Art Heist is a crafty exploration into the nature of and what constitutes art. Jack Bradfield’s play is masterfully brought to life by the talented players Alice Boyd, Serena Yagoub, Will Spence, and Rosa Garland, who flourish on stage as parodies of various art theft criminals.
What is striking about this production is the flow from fluid stylised movement into casual and naturalistic fourth wall breaking. Boyd in particular does this with panache, and is able to bridge the gap between the two as a semi-narrator with adept ability. We are introduced to three characters with cliched intentions, each played with gusto, for stealing the artwork, which is a frame encircling a blank space. This seemingly bizarre statement is part of a wider commentary on what forms art that occurs during the play.
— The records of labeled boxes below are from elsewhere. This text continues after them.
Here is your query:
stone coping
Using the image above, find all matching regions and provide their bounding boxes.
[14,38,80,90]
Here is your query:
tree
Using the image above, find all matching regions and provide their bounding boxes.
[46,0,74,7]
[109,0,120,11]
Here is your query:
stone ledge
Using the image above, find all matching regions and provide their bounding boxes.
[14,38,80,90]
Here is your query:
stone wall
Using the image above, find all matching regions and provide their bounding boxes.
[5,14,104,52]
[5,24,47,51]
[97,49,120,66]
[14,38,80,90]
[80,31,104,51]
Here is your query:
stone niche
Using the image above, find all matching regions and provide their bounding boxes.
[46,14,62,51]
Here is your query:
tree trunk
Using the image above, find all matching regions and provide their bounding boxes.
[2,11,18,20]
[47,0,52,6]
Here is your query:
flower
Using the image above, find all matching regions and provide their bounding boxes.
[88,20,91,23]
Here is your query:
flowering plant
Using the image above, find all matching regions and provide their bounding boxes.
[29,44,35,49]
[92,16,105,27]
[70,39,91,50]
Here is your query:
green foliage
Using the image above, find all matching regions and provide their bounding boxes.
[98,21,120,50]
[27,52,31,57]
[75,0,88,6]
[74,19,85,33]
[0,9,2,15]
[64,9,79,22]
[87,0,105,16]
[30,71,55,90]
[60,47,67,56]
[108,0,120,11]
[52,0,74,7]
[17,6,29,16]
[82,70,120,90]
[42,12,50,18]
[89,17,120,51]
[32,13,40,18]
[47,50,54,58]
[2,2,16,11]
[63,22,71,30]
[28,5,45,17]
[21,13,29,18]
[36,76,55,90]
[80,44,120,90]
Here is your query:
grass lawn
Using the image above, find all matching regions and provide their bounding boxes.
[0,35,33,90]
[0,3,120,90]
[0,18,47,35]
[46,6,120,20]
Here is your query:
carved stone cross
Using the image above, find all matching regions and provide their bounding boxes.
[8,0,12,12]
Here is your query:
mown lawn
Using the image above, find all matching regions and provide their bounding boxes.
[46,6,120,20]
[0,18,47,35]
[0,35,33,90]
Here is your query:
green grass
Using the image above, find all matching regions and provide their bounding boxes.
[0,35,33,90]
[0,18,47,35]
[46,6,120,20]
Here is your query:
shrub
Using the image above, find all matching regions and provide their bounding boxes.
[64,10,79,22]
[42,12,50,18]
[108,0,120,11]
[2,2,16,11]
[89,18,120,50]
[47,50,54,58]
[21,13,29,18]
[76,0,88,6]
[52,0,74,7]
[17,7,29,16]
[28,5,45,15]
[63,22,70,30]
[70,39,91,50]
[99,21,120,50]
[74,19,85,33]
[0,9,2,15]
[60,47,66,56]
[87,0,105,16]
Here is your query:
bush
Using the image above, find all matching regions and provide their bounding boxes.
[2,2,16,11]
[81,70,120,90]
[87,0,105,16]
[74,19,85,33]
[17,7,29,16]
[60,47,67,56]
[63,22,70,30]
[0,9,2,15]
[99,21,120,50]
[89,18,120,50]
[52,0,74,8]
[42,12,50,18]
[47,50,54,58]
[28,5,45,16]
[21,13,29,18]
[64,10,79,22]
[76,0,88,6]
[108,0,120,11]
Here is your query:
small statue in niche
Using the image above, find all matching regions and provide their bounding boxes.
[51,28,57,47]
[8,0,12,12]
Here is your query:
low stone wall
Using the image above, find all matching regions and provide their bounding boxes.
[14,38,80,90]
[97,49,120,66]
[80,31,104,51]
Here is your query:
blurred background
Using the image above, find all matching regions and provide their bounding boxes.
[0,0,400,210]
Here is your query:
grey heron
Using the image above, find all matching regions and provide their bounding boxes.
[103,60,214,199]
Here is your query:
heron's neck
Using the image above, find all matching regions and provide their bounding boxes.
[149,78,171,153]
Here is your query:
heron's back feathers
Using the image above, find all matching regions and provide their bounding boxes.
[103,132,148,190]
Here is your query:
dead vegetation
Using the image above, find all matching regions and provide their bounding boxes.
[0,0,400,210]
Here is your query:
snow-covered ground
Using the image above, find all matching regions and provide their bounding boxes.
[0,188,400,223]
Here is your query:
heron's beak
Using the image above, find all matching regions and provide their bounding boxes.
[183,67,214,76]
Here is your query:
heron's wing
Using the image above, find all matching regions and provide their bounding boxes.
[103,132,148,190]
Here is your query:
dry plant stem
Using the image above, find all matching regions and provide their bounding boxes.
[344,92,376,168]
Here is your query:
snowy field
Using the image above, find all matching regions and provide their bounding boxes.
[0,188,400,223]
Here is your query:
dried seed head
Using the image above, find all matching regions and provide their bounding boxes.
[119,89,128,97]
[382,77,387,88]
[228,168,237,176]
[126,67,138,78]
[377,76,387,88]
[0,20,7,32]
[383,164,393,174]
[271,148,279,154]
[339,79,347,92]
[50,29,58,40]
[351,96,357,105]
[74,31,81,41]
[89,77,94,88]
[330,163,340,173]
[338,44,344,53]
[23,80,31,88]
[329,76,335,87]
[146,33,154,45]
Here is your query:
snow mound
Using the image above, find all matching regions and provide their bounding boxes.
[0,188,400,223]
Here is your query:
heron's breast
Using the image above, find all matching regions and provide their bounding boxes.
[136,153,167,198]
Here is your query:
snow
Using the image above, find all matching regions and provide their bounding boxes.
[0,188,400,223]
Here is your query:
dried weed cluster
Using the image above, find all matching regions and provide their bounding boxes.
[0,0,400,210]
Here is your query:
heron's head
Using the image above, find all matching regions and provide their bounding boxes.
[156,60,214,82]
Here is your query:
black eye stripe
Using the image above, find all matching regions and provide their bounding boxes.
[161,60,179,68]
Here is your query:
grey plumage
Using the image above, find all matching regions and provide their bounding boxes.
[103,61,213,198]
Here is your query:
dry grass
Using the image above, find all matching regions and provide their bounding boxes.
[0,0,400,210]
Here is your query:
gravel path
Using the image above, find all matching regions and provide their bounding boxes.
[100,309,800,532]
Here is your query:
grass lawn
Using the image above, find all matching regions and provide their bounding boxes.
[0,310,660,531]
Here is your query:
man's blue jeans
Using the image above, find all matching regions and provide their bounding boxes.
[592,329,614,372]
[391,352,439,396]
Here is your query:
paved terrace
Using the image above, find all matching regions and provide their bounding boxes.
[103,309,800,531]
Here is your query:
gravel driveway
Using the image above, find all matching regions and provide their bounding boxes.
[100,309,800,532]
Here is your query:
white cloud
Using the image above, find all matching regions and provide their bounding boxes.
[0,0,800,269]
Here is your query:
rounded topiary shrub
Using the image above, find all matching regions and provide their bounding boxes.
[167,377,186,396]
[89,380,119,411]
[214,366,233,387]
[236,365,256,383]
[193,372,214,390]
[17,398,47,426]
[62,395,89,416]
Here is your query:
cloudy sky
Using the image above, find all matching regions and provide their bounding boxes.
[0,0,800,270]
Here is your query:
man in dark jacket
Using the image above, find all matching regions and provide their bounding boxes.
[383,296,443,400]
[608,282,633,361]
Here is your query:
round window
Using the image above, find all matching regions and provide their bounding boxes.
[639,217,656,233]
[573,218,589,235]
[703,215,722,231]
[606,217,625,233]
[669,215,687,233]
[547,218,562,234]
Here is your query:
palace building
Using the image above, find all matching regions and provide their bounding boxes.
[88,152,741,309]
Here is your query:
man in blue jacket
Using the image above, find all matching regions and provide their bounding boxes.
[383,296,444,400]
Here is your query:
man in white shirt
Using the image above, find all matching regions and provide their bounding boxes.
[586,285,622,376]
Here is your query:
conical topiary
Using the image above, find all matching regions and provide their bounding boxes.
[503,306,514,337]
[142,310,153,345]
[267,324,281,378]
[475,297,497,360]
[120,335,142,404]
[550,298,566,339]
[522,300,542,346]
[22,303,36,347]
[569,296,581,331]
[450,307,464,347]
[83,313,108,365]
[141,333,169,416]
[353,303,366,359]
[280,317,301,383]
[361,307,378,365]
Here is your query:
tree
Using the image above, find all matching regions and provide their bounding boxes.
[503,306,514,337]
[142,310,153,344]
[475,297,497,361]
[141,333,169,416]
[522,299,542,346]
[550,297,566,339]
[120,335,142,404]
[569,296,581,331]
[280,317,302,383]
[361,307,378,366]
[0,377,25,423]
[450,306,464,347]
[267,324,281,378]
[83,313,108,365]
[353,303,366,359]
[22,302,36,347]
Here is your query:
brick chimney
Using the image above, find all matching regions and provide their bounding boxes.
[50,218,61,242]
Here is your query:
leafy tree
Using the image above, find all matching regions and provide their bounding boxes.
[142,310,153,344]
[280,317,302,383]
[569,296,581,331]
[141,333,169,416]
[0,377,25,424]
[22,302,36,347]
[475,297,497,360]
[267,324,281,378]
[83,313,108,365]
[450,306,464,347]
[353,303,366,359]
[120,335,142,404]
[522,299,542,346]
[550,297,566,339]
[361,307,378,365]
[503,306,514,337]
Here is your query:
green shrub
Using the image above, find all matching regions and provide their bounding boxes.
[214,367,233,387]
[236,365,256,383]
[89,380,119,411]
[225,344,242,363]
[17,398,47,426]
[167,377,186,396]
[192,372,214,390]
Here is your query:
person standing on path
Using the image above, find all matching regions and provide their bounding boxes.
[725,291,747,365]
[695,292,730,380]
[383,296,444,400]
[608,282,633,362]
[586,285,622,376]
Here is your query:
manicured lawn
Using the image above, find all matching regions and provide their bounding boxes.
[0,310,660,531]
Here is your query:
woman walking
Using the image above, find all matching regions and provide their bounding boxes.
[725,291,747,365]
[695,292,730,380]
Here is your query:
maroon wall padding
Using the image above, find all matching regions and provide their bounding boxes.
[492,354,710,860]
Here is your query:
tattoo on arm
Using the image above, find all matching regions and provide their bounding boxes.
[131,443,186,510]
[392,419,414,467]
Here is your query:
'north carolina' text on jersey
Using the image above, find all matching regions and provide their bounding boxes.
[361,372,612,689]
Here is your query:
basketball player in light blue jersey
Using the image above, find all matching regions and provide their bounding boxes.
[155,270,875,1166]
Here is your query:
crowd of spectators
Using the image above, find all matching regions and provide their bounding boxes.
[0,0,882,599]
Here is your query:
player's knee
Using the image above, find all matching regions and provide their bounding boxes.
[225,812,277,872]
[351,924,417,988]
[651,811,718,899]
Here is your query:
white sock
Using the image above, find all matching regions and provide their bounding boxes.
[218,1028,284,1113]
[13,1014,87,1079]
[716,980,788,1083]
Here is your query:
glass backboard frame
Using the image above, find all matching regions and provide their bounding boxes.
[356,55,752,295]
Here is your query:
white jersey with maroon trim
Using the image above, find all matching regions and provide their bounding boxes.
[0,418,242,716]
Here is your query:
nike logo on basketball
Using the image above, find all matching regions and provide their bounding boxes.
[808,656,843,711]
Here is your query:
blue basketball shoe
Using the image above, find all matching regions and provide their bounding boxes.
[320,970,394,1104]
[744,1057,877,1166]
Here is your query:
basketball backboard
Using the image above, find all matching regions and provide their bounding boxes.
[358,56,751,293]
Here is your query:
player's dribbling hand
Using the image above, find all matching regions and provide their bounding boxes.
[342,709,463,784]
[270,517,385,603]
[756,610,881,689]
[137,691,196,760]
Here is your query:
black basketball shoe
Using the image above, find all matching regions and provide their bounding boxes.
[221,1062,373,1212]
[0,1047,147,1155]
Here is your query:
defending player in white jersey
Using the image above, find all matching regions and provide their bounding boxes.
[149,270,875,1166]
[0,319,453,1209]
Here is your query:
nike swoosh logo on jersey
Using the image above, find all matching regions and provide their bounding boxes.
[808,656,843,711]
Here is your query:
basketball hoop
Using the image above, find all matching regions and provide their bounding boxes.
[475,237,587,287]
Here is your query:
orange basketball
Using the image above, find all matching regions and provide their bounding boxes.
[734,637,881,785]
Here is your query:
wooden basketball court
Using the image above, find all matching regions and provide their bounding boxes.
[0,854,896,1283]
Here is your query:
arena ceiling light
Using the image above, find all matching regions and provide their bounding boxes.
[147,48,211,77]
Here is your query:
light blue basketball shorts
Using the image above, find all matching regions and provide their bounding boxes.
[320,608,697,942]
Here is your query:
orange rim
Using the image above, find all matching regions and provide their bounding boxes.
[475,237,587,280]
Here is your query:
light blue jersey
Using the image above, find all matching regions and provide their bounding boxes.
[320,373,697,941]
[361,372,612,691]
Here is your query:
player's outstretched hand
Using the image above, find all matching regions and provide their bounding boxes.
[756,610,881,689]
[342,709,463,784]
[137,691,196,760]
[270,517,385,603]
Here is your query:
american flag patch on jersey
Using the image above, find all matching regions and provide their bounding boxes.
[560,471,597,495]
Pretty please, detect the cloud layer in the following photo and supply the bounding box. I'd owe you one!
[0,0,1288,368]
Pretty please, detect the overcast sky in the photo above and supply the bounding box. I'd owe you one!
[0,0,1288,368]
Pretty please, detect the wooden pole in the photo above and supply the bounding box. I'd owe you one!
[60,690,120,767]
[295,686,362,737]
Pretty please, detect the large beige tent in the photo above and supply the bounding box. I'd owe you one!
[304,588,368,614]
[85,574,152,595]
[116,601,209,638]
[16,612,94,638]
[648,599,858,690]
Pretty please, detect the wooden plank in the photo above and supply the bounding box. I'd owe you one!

If a shoe is placed on a white plinth with a placard describing it, does that make it art?
This is what Art Heist does so skilfully. It takes these high-flung conceptual ideas and hides them within the pacy dialogue, meaning at no point is the audience lectured regarding them. Towards the end of the play, the audience itself is immersed in a world of meta-theatrics and meta-art; the watchers becoming the artwork. The blending of the safe space of the audience and the danger of the stage is what Poltergeist Theatre do best in Art Heist, never allowing the audience to feel the sense of ease that comes with detachment.
The set - comprised of two plinths, a couple of cameras, and a desk where the VFX is ostensibly operated - supports this blending. These are all accompanied by an individual placard a la art gallery, far too small for an audience to read at a distance, yet meticulously detailed nonetheless. Bradfield’s Art Heist is able to use a fine brush as well as a broad one in painting the canvas of its theatrical world. Such immersion leaves the audience, at the final curtain, questioning where the play and the art ends and the real world begins.